Couldn't Congress pass a bill setting up a fact-finding component, an infrastructure, and a bail-out process, and then allocate resources in tranches, through secondary appropriations?
This is how we've funded Bush's world historic blunder in Iraq, and no one seems to have had any problem with it, or any doubt that funding would be there (the guarantee that is presumably needed to calm the markets).
The first tranche could be $100 billion soon, or an amount TBD in mid-November (when more facts are known).
Right now there is no evidence, anywhere, on how big the problem reallly is, or what level of bail-out / recapitalization might be required.
2. Especially if Republican strategy will be to oppose the bail-out as a way of trying to distance themselves from the mess itself, and from the President, why wouldn't Democrats move a re-regulation bill at the same time as the bailout, as part of a single package?
That way, Democrats can argue that Republican intransigence is all about preventing regulation and transparency:
Which is to say:
Republicans haven't learned their lesson.
(Does anyone really think they have? After the S&L bail-out, Orange County, LTCM, the California energy debacle, Enron, and now this, it would seem they have learned the wrong lesson: they can get away with it every time.)
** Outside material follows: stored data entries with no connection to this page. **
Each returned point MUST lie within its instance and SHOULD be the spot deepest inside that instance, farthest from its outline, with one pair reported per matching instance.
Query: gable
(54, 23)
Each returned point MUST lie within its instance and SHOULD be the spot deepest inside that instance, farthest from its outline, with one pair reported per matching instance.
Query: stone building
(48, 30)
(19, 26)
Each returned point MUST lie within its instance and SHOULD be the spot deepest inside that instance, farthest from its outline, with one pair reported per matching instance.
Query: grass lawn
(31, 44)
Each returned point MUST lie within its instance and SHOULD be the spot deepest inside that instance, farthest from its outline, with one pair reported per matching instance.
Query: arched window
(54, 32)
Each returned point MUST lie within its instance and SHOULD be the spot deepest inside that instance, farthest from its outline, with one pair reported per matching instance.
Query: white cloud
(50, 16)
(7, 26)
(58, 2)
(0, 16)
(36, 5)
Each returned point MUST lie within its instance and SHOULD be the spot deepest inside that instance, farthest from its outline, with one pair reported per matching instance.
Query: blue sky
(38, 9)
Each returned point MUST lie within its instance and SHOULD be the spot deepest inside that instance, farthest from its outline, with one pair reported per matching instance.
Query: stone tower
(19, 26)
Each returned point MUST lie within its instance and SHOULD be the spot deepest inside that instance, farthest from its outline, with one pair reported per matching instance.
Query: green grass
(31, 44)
If a comprehensive re-regulation bill is too hard to get right, how about a first-stab bill, one key part of which might be something like a requirement to register all credit default swaps (and other bizarro instruments) else those instruments lose their enforceability. This would provide a lot of useful data into the shape and dimensions of the "hidden" part of the crisis, beyond the mortgage-backed securities. And it would be a clear first step toward setting up real, transparent markets to sell and trade these things going forward (if anyone still dares).
Moreover, this would put the standoff in a context that reinforces what is fundamentally wrong with the modern Republican Party:
They hate sunlight.
(You may recall, John McCain said it himself.)